This recipe outlines the steps to benchmark inference of a DeepSeek R1 671B model using SGLang on an A3 Mega GKE Node pool with multiple nodes.
The recipe uses LeaderWorkerSet API in Kubernetes to spin up multiple nodes and handle distributed inference workload. LWS enables treating multiple Pods as a group, simplifying the management of distributed model serving.
For this recipe, the following setup is used:
- Orchestration - Google Kubernetes Engine (GKE)
- LeaderWorkerSet Deployment - Helm chart is used to configure and deploy multi-node inference using the LeaderWorkerSet API provisioning leader and worker pods for distributed inference of the DeepSeek R1 671B model using SGLang. The chart generates the manifest, adhering to best practices for using GPUDirect-TCPXO with Google Kubernetes Engine (GKE), which includes setting optimal values for NVIDIA NCCL and the TCPXO NCCL plugin.
Before running this recipe, ensure your environment is configured as follows:
- A GKE cluster with the following setup:
- An A3 Mega node pool (2 nodes, 16 GPUs)
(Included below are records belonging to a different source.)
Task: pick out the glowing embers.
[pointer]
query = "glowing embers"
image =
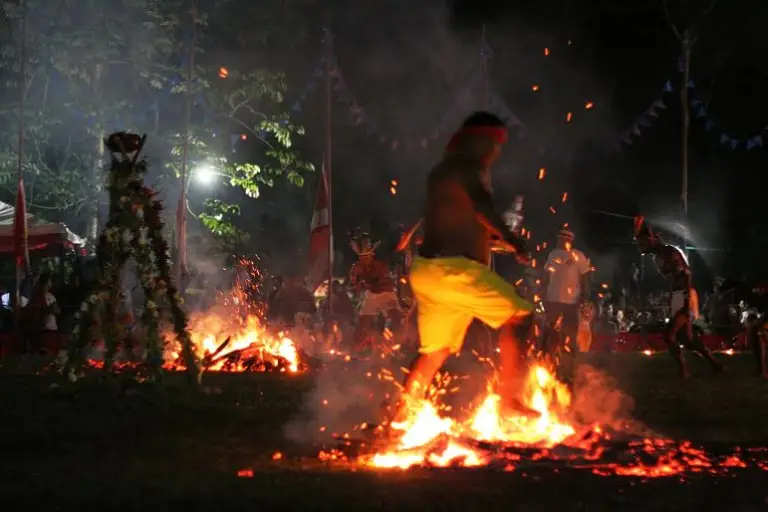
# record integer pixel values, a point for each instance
(233, 345)
(426, 437)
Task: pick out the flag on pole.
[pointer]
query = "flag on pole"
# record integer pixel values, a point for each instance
(181, 236)
(321, 238)
(20, 241)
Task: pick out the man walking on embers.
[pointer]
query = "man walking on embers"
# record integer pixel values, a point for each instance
(450, 277)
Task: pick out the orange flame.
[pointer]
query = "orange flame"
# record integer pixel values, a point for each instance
(424, 428)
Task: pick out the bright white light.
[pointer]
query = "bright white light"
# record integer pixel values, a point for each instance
(205, 174)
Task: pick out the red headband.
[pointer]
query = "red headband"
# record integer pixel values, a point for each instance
(497, 133)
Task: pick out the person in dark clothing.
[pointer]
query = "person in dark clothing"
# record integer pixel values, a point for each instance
(672, 263)
(450, 278)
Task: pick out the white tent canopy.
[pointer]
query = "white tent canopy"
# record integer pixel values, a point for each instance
(40, 233)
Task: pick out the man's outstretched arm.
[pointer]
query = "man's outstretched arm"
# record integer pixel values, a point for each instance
(482, 202)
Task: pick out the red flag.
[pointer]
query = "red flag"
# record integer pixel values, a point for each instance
(20, 241)
(321, 238)
(181, 234)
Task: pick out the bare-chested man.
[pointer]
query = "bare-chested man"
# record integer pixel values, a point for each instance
(450, 278)
(672, 263)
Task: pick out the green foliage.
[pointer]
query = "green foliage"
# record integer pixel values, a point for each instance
(219, 218)
(92, 66)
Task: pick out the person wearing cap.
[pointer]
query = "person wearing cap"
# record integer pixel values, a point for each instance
(450, 276)
(672, 264)
(372, 280)
(566, 288)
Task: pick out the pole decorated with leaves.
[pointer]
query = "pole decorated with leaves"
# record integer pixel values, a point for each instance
(134, 229)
- An Artifact Registry repository to store the Docker image.
- A Google Cloud Storage (GCS) bucket to store results. Important: This bucket must be in the same region as the GKE cluster.
- A client workstation with the following pre-installed:
- Google Cloud SDK
- Helm
- kubectl
- To access the DeepSeek R1 671B model through Hugging Face, you'll need a Hugging Face token. Follow these steps to generate a new token if you don't have one already:
- Create a Hugging Face account, if you don't already have one.
- Click Your Profile > Settings > Access Tokens.
- Select New Token.
- Specify a Name of your choice and a Role of at least
Read. - Select Generate a token.
- Copy the generated token to your clipboard.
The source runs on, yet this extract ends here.